Some analysts point to higher salaries as a way to reduce corruption among Mexico’s police, but such an approach is only one part of the reforms needed to make law enforcement in the country more honest.

This issue of police pay was pushed to the top of the agenda by a government report revealing that the police in Tamaulipas, a violence-addled border state where corruption is rife, have the lowest salaries in the country. According to Animal Politico, the average state police officer in Tamaulipas makes just 3,618 pesos a month, which at present exchange rates is a little more than $250.

The nationwide average for a state police officer’s monthly salary is just under 10,000 pesos, or roughly $700, while federal police officers earn an average of 12,000 pesos a month. In Aguascalientes, a small central state not known as a hotbed of organized crime activity, state police officers earn five times more than their counterparts in Tamaulipas.

Whatever the justification, the Tamaulipas wage is truly a pittance. Teachers commonly earn three times that amount, and indeed a successful streetside burrito vendor would make significantly more. Furthermore, the price levels in the border states are generally higher than in the country as a whole, and most of Tamaulipas is in the most costly bracket according to the government’s minimum wage scale, which can be taken as a proxy for the cost of living.

The government’s measures put an officer in the Tamaulipas state police squarely above the poverty line, but designations from other observers, such as the consulting firm De la Riva Group, which in a recent report used a household income of 13,500 pesos monthly as the bottom limit for the middle class, place police officers in the state as mired in poverty. Regardless of your preferred poverty line, a salary of less than 4,000 pesos is clearly not enough to pay for the trappings of a middle-class existence — a three-bedroom house, reasonable car, food for a family of four, et cetera.

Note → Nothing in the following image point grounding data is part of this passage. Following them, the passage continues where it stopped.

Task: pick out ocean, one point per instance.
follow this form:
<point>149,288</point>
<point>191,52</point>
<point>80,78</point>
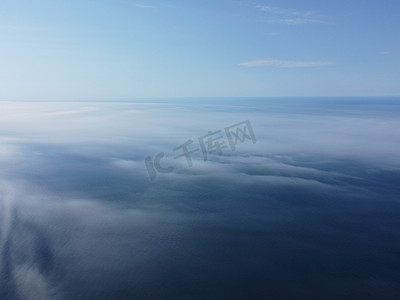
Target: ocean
<point>226,198</point>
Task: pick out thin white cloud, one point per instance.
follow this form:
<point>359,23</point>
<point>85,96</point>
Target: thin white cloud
<point>287,16</point>
<point>284,63</point>
<point>143,5</point>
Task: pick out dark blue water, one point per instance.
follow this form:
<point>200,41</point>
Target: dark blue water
<point>309,211</point>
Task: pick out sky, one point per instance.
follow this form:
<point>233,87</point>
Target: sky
<point>128,49</point>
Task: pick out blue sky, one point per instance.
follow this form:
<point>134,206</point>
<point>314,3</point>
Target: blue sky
<point>124,49</point>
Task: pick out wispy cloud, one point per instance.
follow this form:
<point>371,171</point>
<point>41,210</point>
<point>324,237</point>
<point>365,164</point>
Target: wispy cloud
<point>284,63</point>
<point>143,5</point>
<point>287,16</point>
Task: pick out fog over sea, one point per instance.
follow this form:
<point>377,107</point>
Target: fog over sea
<point>305,204</point>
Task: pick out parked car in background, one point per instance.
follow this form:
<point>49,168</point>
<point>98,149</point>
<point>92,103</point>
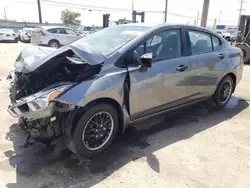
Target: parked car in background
<point>94,88</point>
<point>226,35</point>
<point>25,34</point>
<point>8,35</point>
<point>18,34</point>
<point>54,36</point>
<point>86,30</point>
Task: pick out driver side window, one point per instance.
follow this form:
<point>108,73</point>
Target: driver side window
<point>164,45</point>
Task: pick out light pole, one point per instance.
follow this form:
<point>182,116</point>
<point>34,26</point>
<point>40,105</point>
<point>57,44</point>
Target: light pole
<point>166,11</point>
<point>198,14</point>
<point>5,14</point>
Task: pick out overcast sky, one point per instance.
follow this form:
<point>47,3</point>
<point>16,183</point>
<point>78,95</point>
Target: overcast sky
<point>26,10</point>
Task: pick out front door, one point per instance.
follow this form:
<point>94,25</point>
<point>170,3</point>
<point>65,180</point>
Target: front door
<point>208,57</point>
<point>165,84</point>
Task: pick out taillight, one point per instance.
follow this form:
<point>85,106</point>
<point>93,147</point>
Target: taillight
<point>42,33</point>
<point>241,54</point>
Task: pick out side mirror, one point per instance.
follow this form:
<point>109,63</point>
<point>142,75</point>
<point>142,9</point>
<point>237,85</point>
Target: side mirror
<point>146,59</point>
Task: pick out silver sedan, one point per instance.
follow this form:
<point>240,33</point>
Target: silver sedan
<point>54,36</point>
<point>91,90</point>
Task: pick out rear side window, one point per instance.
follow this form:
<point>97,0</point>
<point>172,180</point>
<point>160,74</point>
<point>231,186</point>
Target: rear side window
<point>200,42</point>
<point>216,42</point>
<point>70,32</point>
<point>57,31</point>
<point>163,46</point>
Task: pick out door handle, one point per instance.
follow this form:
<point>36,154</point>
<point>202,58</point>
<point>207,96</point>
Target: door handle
<point>182,68</point>
<point>221,56</point>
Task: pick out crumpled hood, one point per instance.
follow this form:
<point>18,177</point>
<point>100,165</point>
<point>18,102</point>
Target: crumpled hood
<point>30,59</point>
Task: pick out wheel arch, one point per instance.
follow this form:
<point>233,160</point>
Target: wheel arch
<point>79,111</point>
<point>233,76</point>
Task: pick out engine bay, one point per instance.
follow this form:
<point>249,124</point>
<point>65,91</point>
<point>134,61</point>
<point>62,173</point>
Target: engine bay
<point>66,67</point>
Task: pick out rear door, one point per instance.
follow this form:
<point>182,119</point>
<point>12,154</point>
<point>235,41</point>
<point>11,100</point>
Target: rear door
<point>60,35</point>
<point>208,63</point>
<point>71,35</point>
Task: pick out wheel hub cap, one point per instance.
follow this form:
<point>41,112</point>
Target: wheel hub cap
<point>97,131</point>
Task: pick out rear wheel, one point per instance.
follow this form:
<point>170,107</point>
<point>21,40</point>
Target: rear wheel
<point>224,92</point>
<point>95,130</point>
<point>54,44</point>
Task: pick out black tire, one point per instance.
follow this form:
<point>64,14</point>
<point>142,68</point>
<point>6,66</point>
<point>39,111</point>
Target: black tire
<point>54,44</point>
<point>218,96</point>
<point>80,146</point>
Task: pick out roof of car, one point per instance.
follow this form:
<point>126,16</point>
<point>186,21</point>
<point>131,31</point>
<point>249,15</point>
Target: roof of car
<point>52,27</point>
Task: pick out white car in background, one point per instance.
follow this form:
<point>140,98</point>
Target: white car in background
<point>25,34</point>
<point>8,35</point>
<point>54,36</point>
<point>224,34</point>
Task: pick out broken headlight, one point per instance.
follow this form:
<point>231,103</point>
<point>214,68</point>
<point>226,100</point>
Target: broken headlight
<point>43,100</point>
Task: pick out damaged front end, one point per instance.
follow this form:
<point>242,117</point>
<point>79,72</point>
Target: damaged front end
<point>39,79</point>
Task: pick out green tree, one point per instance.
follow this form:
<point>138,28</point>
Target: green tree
<point>70,17</point>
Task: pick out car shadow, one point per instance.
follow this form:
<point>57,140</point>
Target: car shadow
<point>139,141</point>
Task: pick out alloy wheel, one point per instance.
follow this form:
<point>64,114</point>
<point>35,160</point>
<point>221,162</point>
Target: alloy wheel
<point>98,130</point>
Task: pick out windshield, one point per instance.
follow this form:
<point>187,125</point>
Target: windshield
<point>111,39</point>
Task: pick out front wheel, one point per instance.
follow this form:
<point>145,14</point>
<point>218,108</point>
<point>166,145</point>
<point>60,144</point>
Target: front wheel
<point>95,130</point>
<point>224,92</point>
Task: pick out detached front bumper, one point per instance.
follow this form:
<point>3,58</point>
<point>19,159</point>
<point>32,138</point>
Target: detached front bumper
<point>35,106</point>
<point>28,109</point>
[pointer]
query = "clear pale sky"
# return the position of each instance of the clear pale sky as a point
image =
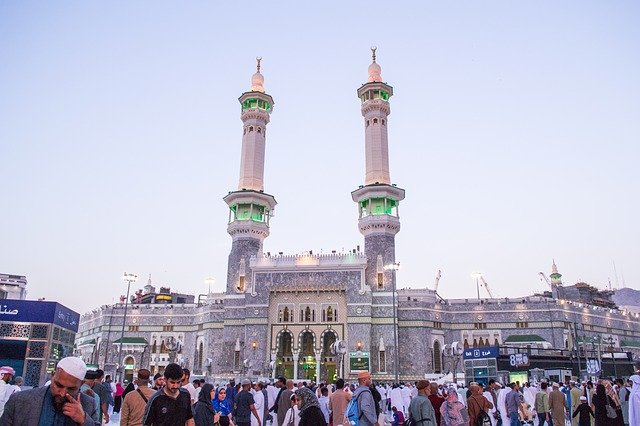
(514, 131)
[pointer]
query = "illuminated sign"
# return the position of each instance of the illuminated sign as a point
(359, 361)
(479, 353)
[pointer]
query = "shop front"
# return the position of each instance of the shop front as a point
(481, 364)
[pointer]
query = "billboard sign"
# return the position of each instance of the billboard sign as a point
(38, 311)
(479, 353)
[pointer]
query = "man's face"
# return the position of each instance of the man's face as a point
(63, 384)
(172, 387)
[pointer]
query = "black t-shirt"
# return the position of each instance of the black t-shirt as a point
(162, 410)
(243, 401)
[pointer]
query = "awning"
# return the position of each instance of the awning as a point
(132, 341)
(524, 338)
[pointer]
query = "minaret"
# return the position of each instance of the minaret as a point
(249, 207)
(377, 199)
(556, 279)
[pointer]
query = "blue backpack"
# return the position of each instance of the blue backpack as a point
(353, 413)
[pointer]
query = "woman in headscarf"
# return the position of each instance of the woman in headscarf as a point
(310, 412)
(117, 397)
(634, 400)
(292, 418)
(614, 401)
(222, 406)
(203, 412)
(453, 412)
(600, 402)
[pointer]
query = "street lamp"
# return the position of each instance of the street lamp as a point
(477, 276)
(394, 267)
(129, 278)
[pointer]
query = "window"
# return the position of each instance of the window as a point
(437, 357)
(382, 361)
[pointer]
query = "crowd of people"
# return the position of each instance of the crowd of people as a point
(76, 395)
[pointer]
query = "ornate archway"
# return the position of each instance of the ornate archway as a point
(284, 354)
(328, 361)
(307, 358)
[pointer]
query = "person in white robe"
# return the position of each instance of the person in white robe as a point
(634, 401)
(258, 398)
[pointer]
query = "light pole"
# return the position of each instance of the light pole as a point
(129, 278)
(394, 268)
(477, 276)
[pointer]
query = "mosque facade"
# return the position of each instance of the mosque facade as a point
(321, 316)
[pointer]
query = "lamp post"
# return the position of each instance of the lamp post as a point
(477, 276)
(129, 278)
(394, 268)
(610, 343)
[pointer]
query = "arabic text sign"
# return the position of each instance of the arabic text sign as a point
(38, 311)
(478, 353)
(519, 360)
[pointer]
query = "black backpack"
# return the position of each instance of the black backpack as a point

Certainly, a meager existence could encourage collusion with wealthy organized crime groups. A recent study from the Senate’s Public Security Committee estimated that low-ranking state and municipal officers can earn up to 7,000 pesos per month by colluding with criminal gangs, so an underpaid officer could double or triple his salary by simply agreeing to look the other way.

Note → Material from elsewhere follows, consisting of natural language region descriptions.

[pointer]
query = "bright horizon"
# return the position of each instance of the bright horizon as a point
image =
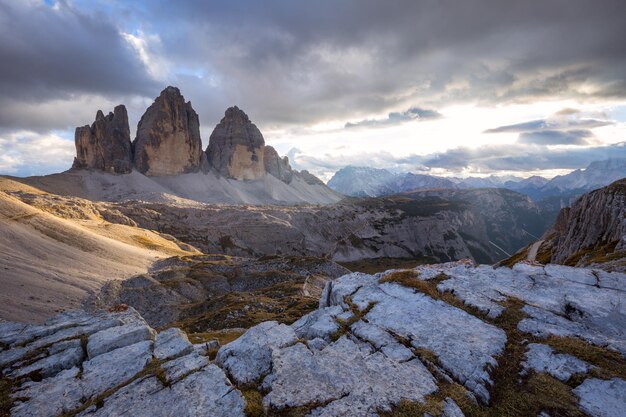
(441, 89)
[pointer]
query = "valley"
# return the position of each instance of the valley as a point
(160, 279)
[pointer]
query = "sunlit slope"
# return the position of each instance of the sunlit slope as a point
(53, 250)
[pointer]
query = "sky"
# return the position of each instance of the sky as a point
(472, 87)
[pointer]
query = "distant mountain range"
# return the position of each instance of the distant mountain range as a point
(373, 182)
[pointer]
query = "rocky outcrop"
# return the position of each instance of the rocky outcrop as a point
(277, 166)
(438, 340)
(168, 137)
(442, 225)
(596, 219)
(592, 232)
(310, 178)
(236, 147)
(105, 145)
(128, 375)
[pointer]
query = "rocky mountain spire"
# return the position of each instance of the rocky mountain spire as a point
(105, 145)
(236, 147)
(277, 166)
(168, 137)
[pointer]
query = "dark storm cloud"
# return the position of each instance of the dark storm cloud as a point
(304, 62)
(556, 137)
(60, 54)
(288, 62)
(301, 62)
(394, 118)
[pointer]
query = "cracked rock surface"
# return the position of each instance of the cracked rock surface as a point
(433, 338)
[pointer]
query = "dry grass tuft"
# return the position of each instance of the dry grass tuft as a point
(254, 403)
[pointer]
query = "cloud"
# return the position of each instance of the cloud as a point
(520, 157)
(54, 58)
(487, 159)
(25, 153)
(299, 64)
(293, 63)
(414, 113)
(556, 137)
(550, 124)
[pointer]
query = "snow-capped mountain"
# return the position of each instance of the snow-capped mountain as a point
(598, 174)
(361, 181)
(364, 182)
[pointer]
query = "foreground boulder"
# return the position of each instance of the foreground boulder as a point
(168, 137)
(105, 145)
(277, 166)
(236, 147)
(442, 340)
(111, 364)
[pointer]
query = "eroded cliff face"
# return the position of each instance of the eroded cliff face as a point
(277, 166)
(105, 145)
(592, 232)
(236, 147)
(596, 219)
(168, 137)
(441, 228)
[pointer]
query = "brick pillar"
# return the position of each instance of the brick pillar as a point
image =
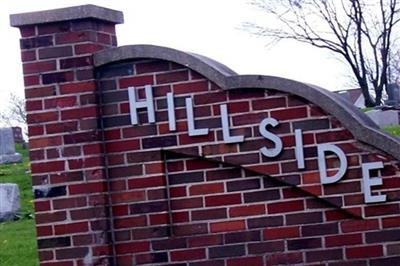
(68, 169)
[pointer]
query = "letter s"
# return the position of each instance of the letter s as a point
(270, 136)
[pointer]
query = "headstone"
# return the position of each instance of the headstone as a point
(384, 117)
(7, 147)
(9, 201)
(393, 91)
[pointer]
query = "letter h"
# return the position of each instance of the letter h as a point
(134, 105)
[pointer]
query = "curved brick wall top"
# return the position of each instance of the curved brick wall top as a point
(355, 121)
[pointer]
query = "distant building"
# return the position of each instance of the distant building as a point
(17, 132)
(354, 96)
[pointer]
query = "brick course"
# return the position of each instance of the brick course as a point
(112, 193)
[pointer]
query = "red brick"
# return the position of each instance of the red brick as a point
(79, 113)
(75, 37)
(41, 206)
(288, 206)
(185, 139)
(180, 217)
(71, 228)
(250, 261)
(189, 203)
(248, 210)
(87, 188)
(172, 77)
(31, 80)
(39, 67)
(154, 168)
(128, 196)
(61, 102)
(50, 217)
(190, 87)
(154, 181)
(132, 247)
(27, 31)
(125, 145)
(87, 48)
(132, 221)
(289, 113)
(33, 105)
(208, 240)
(204, 189)
(61, 127)
(281, 233)
(162, 218)
(223, 200)
(379, 210)
(69, 203)
(266, 169)
(343, 240)
(391, 222)
(269, 103)
(45, 230)
(153, 66)
(78, 87)
(227, 226)
(42, 117)
(137, 81)
(364, 252)
(54, 166)
(40, 92)
(188, 254)
(45, 142)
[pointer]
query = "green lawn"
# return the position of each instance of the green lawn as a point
(393, 130)
(18, 239)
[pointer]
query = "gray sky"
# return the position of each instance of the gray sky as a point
(206, 27)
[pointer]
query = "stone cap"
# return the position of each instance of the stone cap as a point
(68, 13)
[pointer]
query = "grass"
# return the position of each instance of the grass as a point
(393, 130)
(18, 238)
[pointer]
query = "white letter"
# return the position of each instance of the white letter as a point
(134, 105)
(171, 111)
(225, 127)
(190, 120)
(322, 148)
(368, 182)
(272, 137)
(299, 149)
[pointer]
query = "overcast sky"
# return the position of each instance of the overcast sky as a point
(206, 27)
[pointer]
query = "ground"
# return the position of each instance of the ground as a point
(18, 238)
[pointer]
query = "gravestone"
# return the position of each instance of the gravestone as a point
(7, 147)
(384, 117)
(9, 201)
(393, 91)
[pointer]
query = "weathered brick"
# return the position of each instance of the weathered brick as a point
(364, 252)
(55, 52)
(209, 214)
(36, 42)
(281, 233)
(304, 243)
(324, 255)
(172, 77)
(227, 226)
(266, 247)
(227, 251)
(57, 77)
(54, 242)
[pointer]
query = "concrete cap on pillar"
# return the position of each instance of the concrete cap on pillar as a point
(65, 14)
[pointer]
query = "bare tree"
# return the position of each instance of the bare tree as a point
(360, 32)
(15, 113)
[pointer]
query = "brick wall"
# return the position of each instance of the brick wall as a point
(185, 200)
(64, 139)
(110, 193)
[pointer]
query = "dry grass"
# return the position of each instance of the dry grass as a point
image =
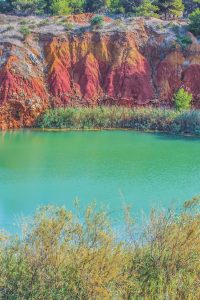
(77, 256)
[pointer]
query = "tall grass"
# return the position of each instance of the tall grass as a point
(61, 255)
(121, 117)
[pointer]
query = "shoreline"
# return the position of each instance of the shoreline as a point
(101, 129)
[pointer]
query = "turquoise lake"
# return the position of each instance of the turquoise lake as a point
(111, 167)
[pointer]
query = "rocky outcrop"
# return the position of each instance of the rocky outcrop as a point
(134, 62)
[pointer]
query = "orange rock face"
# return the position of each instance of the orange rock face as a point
(133, 68)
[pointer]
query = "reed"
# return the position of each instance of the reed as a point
(181, 122)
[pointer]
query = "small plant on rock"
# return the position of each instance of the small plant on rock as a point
(182, 100)
(97, 21)
(194, 25)
(25, 31)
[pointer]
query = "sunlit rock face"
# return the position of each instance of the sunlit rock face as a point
(132, 62)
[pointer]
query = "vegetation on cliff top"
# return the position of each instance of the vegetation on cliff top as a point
(165, 8)
(61, 255)
(173, 121)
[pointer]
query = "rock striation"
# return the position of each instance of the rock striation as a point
(131, 62)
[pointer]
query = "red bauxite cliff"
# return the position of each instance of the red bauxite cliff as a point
(132, 62)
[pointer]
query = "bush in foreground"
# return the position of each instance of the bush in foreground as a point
(173, 121)
(65, 256)
(182, 99)
(194, 25)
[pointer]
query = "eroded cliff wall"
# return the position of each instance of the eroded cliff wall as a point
(132, 62)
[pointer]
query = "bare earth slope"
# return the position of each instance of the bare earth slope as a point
(132, 62)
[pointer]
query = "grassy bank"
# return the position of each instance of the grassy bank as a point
(78, 256)
(187, 122)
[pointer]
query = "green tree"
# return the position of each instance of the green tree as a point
(170, 7)
(147, 9)
(194, 25)
(182, 99)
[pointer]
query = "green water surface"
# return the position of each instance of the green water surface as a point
(111, 167)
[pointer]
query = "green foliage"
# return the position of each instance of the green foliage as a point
(94, 6)
(60, 7)
(167, 120)
(194, 25)
(29, 6)
(184, 41)
(97, 21)
(182, 99)
(147, 9)
(170, 7)
(77, 6)
(116, 6)
(25, 31)
(65, 255)
(176, 8)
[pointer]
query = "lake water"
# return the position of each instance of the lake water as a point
(111, 167)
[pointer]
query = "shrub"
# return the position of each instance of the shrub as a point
(25, 31)
(68, 26)
(194, 25)
(65, 255)
(184, 41)
(97, 21)
(60, 7)
(182, 99)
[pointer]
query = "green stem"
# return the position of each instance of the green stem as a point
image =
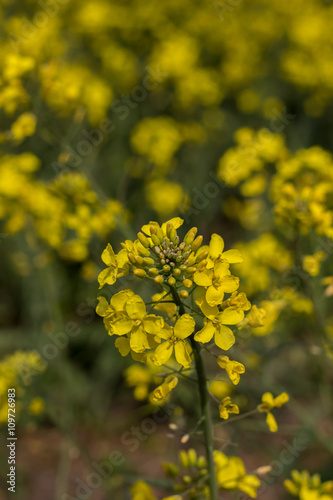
(204, 404)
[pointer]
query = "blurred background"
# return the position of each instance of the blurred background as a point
(117, 113)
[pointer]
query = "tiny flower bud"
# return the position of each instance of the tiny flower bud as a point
(201, 256)
(143, 240)
(139, 260)
(155, 239)
(173, 234)
(189, 237)
(141, 273)
(197, 243)
(148, 261)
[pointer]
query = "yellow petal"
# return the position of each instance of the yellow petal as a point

However, though Tamaulipas has poorly paid police and lots of violence, while Aguascalientes has the opposite dynamic, the relationship between state police salaries and insecurity is not so clear cut. A look at other areas of the country confounds any such easy explanation; Quintana Roo, a Caribbean state where the levels of violence are admirably low, follows Tamaulipas as the state with the poorest paid police.

At the other end of the list, just beneath Aguascalientes, is Baja California, which has long been among the most violent, corruption-ridden states in Mexico. (It’s not entirely clear if the government report refers to Baja California Norte, the much safer state of Baja California Sur, or an aggregation of both states, but media reports suggest that the figure includes police from Baja California Norte.) Zacatecas, which has suffered a recent surge in the violence associated with organized crime, is also among the top four.

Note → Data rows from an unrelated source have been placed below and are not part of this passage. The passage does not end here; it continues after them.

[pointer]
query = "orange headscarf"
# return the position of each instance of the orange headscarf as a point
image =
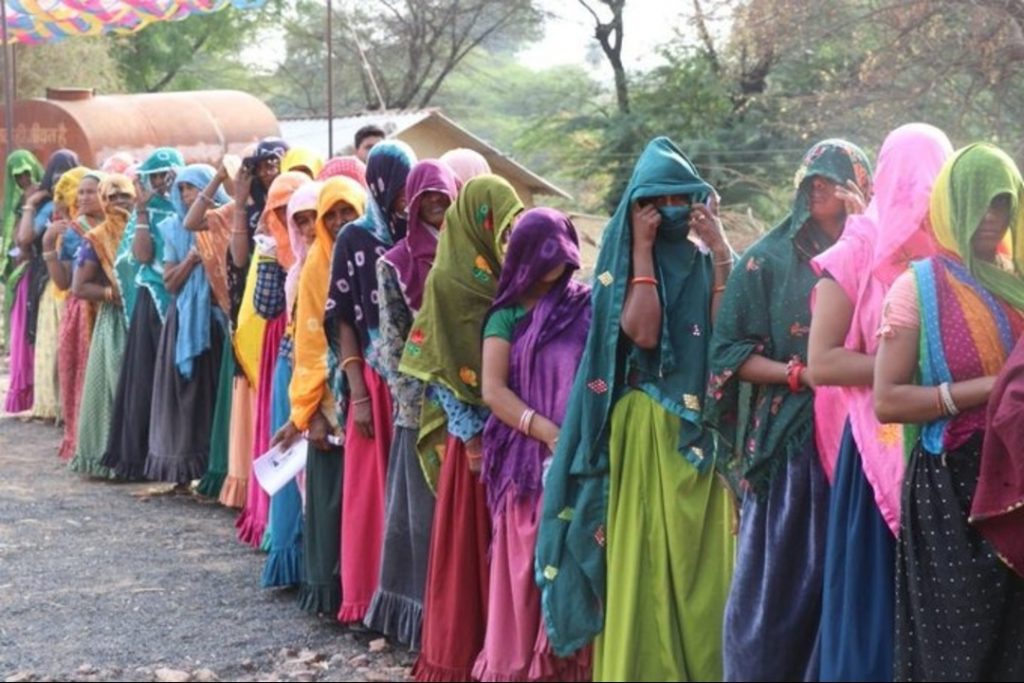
(107, 237)
(308, 389)
(281, 190)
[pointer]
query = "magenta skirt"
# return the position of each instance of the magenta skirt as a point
(363, 502)
(251, 524)
(22, 358)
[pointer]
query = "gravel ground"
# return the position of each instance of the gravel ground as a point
(99, 583)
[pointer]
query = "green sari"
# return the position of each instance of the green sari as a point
(766, 310)
(443, 344)
(19, 161)
(592, 491)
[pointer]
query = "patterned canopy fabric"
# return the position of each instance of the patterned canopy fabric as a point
(35, 22)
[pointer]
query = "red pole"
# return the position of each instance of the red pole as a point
(330, 85)
(8, 80)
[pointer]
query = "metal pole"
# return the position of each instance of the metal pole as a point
(8, 80)
(330, 84)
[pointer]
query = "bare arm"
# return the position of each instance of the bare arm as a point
(141, 245)
(708, 226)
(59, 270)
(641, 318)
(196, 218)
(506, 406)
(897, 398)
(363, 411)
(27, 229)
(240, 230)
(828, 360)
(176, 273)
(86, 283)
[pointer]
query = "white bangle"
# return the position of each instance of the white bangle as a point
(947, 399)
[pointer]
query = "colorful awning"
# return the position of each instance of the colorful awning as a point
(34, 22)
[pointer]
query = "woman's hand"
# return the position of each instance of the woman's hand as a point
(53, 232)
(320, 429)
(708, 226)
(142, 196)
(243, 186)
(852, 197)
(286, 436)
(474, 454)
(645, 223)
(363, 416)
(35, 198)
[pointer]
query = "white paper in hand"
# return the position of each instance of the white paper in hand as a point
(275, 467)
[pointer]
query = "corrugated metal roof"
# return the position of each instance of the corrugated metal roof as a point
(312, 133)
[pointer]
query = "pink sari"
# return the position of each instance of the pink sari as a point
(73, 352)
(251, 524)
(876, 248)
(19, 392)
(363, 502)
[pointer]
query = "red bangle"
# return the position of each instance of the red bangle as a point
(644, 281)
(794, 369)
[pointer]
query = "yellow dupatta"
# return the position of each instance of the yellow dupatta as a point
(107, 237)
(308, 388)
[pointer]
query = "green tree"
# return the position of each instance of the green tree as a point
(84, 62)
(394, 53)
(201, 51)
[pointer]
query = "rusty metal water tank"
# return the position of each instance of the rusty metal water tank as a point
(203, 125)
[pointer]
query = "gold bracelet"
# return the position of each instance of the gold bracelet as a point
(350, 359)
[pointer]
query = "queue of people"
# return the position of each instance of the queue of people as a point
(797, 463)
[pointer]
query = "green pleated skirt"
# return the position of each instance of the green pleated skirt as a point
(670, 554)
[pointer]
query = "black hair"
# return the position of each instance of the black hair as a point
(368, 131)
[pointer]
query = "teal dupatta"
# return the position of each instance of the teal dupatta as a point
(570, 559)
(132, 274)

Furthermore, it’s not clear that higher salaries will be a determining factor in cleaning up the police. A pair of recent studies looking at police corruption in Mexico, the first by John Bailey and Matthew Taylor, the second by Daniel Sabet, conclude that salary is just one of the variables that determines whether an officer decides to actively work with criminal gangs, to merely tolerate them, or to confront them.

The other factors, which can weigh just as heavily, include the likelihood of being caught and the severity of the resulting penalty; the moral cost and the degree of personal commitment to the job; and the probability of suffering physical attacks, both in cases of agreeing or refusing to work with the gangs.

The salary can, of course, feed into other factors as well; a poorly paid police force is not likely to have a high level of morale and esprit de corps, which makes offices less likely to resist entreaties from criminals. This leads to a general climate of corruption, which makes more likely that an honest police officer would face pressure from his colleagues for turning down offers of illicit cash, and less likely that offending officers would be nabbed for wrongdoing.

Viewed this way, police corruption becomes a self-perpetuating feedback loop, and if the authorities tinker with only one of the variables, whether by raising salaries or recruiting better qualified officers, the corrupting dynamic will likely remain intact. An effective plan to reduce corruption needs to address all of the factors more or less simultaneously. This would involved (among other measures) more robust internal affairs bureaus and vetting tests for officers, protection for threatened police, and, yes, higher salaries to improve institutional morale and reduce the appeal of illicit earnings.

A successful effort can’t be carried out overnight. In many regions, years or even decades of institutional inertia push the average officer toward collusion with or tolerance of the gangs he is meant to combat. Tilting the balance toward police honesty will have to be a gradual process. It will cost a great deal of money, but this investment can’t be spent only on higher salaries.